La delegazione italiana agli Oscar è finalmente al completo a Los Angeles. E si tratta di un gruppo insolitamente folto. Il 10 marzo Matteo Garrone, che con Io Capitano corre per la statuetta al miglior film internazionale, prenderà posto all’interno del Dolby Theatre insieme ad altre undici persone. Al suo fianco ci saranno gli attori protagonisti Seydou Sarr e Moustapha Fall, insieme a Mamadou Kouassi, il mediatore culturale che oggi vive a Caserta e che con la sua esperienza ha ispirato il film.
I tre giovani non si sono separati dal loro regista durante tutta la campagna hollywoodiana, cominciata con la proiezione di fine ottobre al prestigioso Afi festival, patrocinata dal Consolato e dall’Istituto Italiano di Los Angeles, e finita quando si è chiusa l’ultima tornata di votazioni dei membri dell’Academy of Motion Pictures, il 27 febbraio. In mezzo, decine e decine di proiezioni con dibattito finale a cui i ‘fantastici quattro’ di Io Capitano hanno partecipato con generosa e costante dedizione. Negli ultimi giorni, gli impegni legati al film si sono diradati, lasciando più spazio per la vita in città. Giovedì sera amici, familiari e produttori arrivati in forze per sostenere Io Capitano si sono ritrovati per una cena in un ristorante italiano: “Volevamo ringraziarvi tutti – ha detto Garrone, al momento del brindisi -. Domenica, come andrà, andrà. Noi siamo felici di aver vissuto questa esperienza tutti insieme. Nel corso di questi mesi, siamo diventati più che colleghi o collaboratori. Siamo una famiglia”. “Siamo qui tutti insieme: persone che vengono dall’Africa, dall’America, dall’Europa. proprio come per fare questo film. È così che vogliamo il mondo, il futuro”, ha chiosato Kouassi.
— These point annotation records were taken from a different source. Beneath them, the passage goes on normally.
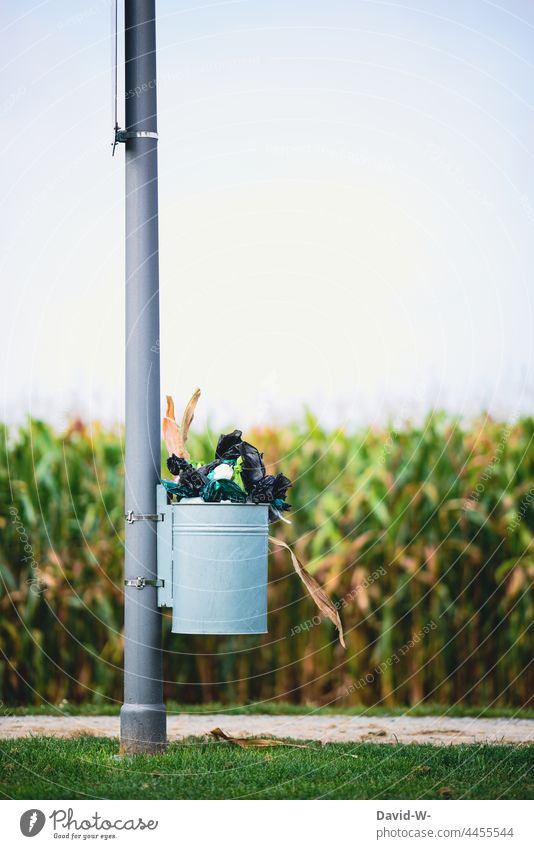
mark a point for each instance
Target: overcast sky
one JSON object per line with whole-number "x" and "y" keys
{"x": 346, "y": 208}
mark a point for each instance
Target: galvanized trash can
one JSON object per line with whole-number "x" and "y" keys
{"x": 212, "y": 562}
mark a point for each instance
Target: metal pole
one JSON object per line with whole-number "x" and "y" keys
{"x": 143, "y": 718}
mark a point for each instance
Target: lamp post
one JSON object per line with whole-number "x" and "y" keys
{"x": 143, "y": 718}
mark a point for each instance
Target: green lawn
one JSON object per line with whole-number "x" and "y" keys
{"x": 45, "y": 768}
{"x": 272, "y": 707}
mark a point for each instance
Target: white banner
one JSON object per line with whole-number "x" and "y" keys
{"x": 260, "y": 825}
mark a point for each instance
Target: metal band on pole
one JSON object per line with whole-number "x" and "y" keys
{"x": 143, "y": 719}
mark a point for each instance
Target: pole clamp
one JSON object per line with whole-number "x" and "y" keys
{"x": 122, "y": 136}
{"x": 140, "y": 583}
{"x": 132, "y": 517}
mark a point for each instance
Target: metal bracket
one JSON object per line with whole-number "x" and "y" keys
{"x": 132, "y": 517}
{"x": 140, "y": 582}
{"x": 122, "y": 136}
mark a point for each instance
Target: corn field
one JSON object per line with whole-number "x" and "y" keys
{"x": 422, "y": 535}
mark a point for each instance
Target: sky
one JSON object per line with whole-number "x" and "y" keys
{"x": 346, "y": 209}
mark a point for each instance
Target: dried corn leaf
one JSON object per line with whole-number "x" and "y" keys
{"x": 315, "y": 590}
{"x": 255, "y": 742}
{"x": 188, "y": 415}
{"x": 175, "y": 437}
{"x": 171, "y": 432}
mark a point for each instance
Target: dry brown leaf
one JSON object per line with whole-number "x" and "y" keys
{"x": 255, "y": 742}
{"x": 171, "y": 431}
{"x": 263, "y": 742}
{"x": 188, "y": 415}
{"x": 175, "y": 437}
{"x": 315, "y": 590}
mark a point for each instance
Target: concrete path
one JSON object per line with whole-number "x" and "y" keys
{"x": 437, "y": 730}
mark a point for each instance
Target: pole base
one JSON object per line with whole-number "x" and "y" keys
{"x": 143, "y": 729}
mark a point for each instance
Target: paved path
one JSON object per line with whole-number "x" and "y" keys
{"x": 328, "y": 729}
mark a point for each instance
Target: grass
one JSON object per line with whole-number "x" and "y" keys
{"x": 47, "y": 768}
{"x": 273, "y": 707}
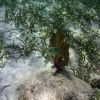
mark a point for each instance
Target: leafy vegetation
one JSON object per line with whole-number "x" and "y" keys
{"x": 37, "y": 20}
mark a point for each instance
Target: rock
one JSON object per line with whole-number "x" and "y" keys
{"x": 62, "y": 86}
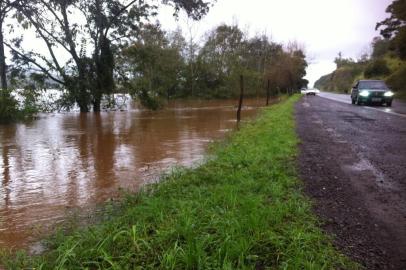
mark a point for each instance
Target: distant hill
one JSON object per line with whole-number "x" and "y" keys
{"x": 387, "y": 67}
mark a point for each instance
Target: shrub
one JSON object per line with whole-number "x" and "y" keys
{"x": 377, "y": 68}
{"x": 8, "y": 107}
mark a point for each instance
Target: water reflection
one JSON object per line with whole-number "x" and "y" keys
{"x": 63, "y": 161}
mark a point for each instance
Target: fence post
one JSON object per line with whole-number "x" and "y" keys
{"x": 241, "y": 98}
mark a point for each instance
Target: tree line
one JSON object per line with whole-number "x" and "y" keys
{"x": 93, "y": 48}
{"x": 386, "y": 61}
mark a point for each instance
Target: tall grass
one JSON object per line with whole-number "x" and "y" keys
{"x": 243, "y": 209}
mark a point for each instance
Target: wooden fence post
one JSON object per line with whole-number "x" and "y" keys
{"x": 241, "y": 98}
{"x": 268, "y": 93}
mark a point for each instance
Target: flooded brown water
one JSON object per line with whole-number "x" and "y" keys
{"x": 71, "y": 160}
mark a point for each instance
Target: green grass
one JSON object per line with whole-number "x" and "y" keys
{"x": 243, "y": 209}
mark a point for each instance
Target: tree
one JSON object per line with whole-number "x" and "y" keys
{"x": 394, "y": 27}
{"x": 153, "y": 66}
{"x": 6, "y": 6}
{"x": 89, "y": 32}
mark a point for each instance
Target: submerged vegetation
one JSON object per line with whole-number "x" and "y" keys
{"x": 243, "y": 209}
{"x": 93, "y": 49}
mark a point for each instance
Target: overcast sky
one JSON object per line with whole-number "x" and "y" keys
{"x": 324, "y": 27}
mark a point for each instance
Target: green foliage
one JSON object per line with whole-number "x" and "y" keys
{"x": 394, "y": 27}
{"x": 8, "y": 107}
{"x": 380, "y": 47}
{"x": 153, "y": 67}
{"x": 162, "y": 65}
{"x": 242, "y": 209}
{"x": 376, "y": 69}
{"x": 342, "y": 79}
{"x": 397, "y": 82}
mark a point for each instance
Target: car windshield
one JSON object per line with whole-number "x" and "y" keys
{"x": 372, "y": 85}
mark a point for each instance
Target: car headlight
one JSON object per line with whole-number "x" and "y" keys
{"x": 389, "y": 94}
{"x": 364, "y": 93}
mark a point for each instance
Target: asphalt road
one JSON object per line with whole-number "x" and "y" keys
{"x": 398, "y": 107}
{"x": 353, "y": 162}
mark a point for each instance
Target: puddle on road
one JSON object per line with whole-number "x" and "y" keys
{"x": 364, "y": 166}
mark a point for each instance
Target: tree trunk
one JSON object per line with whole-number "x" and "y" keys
{"x": 3, "y": 66}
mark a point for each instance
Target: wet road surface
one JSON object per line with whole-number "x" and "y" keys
{"x": 353, "y": 162}
{"x": 398, "y": 107}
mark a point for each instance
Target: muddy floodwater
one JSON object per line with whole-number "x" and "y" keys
{"x": 71, "y": 161}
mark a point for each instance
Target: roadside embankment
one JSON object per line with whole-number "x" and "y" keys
{"x": 243, "y": 209}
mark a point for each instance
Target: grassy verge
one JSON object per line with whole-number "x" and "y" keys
{"x": 243, "y": 209}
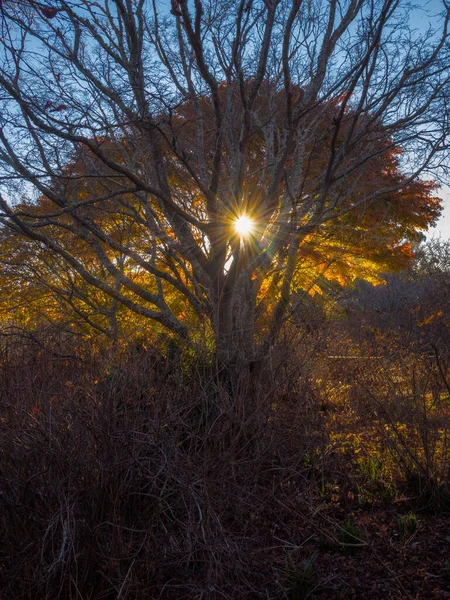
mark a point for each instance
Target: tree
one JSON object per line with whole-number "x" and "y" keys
{"x": 282, "y": 112}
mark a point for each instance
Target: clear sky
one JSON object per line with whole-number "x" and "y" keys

Poi appuntamento per tutti sul campo di pallone, per una sfida a calcetto che venerdì mattina ha concluso in modo giocoso e rilassato la lunga permanenza in città. Di sera, l’ultimo appuntamento ufficiale per il regista: Garrone ha partecipato al Museo dell’Academy a una tavola rotonda con gli altri quattro film stranieri in concorso. A gestire appuntamenti, spostamenti, interventi pubblici e interviste, Guendalina Folador, della Archimede Film, la casa di produzione di Garrone. Anche lei domani calcherà il tappeto rosso più famoso del cinema. Ci saranno poi Paolo del Brocco di Rai Cinema, che ha fatto avanti indietro tra Roma, Berlino e Los Angeles negli ultimi mesi (“Ce l’abbiamo messa tutta, con risorse limitate e nessuna distribuzione imponente alle spalle”), e il co-produttore francese Ardavan Safaee di Pathé. Due poltrone sono riservate per la sottosegretaria alla Cultura, Lucia Borgonzoni, e la presidente di Cinecittà, Chiara Sbarigia, appena arrivate da Roma. “Forte di mesi di incoraggianti traguardi e successi, l’Italia del cinema – dice Borgonzoni, impegnata a Los Angeles in una serie di incontri con gli operatori del cinema e dell’audiovisivo americani – è sotto i riflettori del mondo. Dobbiamo sfruttare al meglio questa stagione straordinaria. Andremo a presentare i nostri punti di forza, supportati dagli strumenti messi in campo dal governo per la crescita del settore. Temi di discussione saranno il nuovo tax credit pensato dal ministero della Cultura per migliorare il sistema dell’audiovisivo e i titoli che saranno presenti questa estate nelle sale”. Per la sottosegretaria, “arrivare nella cinquina è già un grandissimo successo, considerando il confronto con titoli che avevano distributori fortissimi alle spalle. Incrociamo le dita per Io Capitano di Matteo Garrone”.